Nossa abundância é emocional, espiritual, relacional. É a capacidade de transformar qualquer encontro em celebração, qualquer dor em música, qualquer luta em resistência criativa.
Enquanto o Norte global mede tudo em números e métricas de produtividade, a gente aqui embaixo sabe que riqueza de verdade está na conexão, na vivência, no que não se quantifica mas se sente no peito.
Mas tem uma escassez real que a gente precisa enfrentar com urgência: a escassez de autoestima coletiva.
a escassez que nos paralisa é a falta de crença em nós mesmos como protagonistas da nossa própria história.
A gente não se vê como potência porque fomos educados para olhar sempre para fora, para o "primeiro mundo" como referência do que é bom, do que funciona, do que vale a pena. Viramos especialistas em nos desvalorizar. Em achar que o que vem de fora é sempre melhor, mais sério, mais inovador.
Essa é a escassez que nos paralisa. A falta de crença em nós mesmos como protagonistas da nossa própria história. Enquanto a gente não resolver isso, vamos continuar exportando talento, vendendo empresa por uma fração do valor real e aceitando migalhas em troca da nossa abundância.
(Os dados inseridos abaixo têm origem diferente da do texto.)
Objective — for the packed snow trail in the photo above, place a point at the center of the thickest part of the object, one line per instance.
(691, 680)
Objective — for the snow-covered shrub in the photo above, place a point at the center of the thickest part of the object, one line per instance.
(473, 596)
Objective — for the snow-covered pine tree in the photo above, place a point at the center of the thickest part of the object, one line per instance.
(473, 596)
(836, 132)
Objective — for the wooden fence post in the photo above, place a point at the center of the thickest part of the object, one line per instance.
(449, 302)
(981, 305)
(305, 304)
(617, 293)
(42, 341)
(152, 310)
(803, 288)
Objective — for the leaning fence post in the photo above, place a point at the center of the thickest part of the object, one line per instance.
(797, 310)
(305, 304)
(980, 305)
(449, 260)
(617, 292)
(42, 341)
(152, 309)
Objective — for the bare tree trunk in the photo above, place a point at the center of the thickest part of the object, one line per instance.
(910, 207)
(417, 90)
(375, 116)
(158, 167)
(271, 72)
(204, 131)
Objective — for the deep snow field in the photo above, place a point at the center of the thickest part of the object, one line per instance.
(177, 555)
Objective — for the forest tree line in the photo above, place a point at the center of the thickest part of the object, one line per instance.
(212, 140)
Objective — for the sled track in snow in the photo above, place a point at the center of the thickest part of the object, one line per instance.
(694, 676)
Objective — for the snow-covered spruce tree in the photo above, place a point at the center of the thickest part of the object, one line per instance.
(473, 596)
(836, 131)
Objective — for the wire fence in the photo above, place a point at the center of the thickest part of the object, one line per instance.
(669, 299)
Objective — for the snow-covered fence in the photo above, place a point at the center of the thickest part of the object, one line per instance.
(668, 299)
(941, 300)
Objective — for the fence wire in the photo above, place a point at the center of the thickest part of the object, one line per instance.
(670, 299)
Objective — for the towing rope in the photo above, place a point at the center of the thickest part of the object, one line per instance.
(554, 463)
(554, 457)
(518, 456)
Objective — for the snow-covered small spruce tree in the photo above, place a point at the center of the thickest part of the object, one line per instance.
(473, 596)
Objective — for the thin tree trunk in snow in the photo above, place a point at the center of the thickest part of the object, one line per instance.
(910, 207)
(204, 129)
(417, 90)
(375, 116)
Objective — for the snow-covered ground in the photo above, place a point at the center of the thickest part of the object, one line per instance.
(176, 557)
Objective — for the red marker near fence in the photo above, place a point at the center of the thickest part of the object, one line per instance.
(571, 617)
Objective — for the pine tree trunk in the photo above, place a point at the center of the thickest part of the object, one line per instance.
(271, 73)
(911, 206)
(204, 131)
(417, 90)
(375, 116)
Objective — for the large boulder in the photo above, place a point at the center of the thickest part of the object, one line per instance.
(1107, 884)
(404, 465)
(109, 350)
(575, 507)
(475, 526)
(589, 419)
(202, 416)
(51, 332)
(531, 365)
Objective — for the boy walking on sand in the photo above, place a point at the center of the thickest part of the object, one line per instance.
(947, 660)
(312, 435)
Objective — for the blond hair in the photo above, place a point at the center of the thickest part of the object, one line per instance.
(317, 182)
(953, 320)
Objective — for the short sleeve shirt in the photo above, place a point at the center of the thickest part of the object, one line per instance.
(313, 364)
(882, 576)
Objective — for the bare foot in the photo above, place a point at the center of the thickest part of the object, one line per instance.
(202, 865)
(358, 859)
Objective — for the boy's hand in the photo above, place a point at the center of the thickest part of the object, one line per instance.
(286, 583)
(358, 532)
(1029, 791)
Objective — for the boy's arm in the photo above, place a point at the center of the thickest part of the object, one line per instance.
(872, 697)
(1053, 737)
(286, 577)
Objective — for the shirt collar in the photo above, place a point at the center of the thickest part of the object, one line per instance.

O futuro da tecnologia, da mídia e do marketing não vai ser construído só replicando fórmulas do Vale do Silício. Vai ser construído quando a gente entender que temos aqui as condições, a criatividade e a urgência necessárias para criar soluções que o mundo precisa.
Então fica a pergunta: quando é que a gente vai parar de se ver com os olhos de quem nos explora e começar a nos ver com os nossos próprios olhos?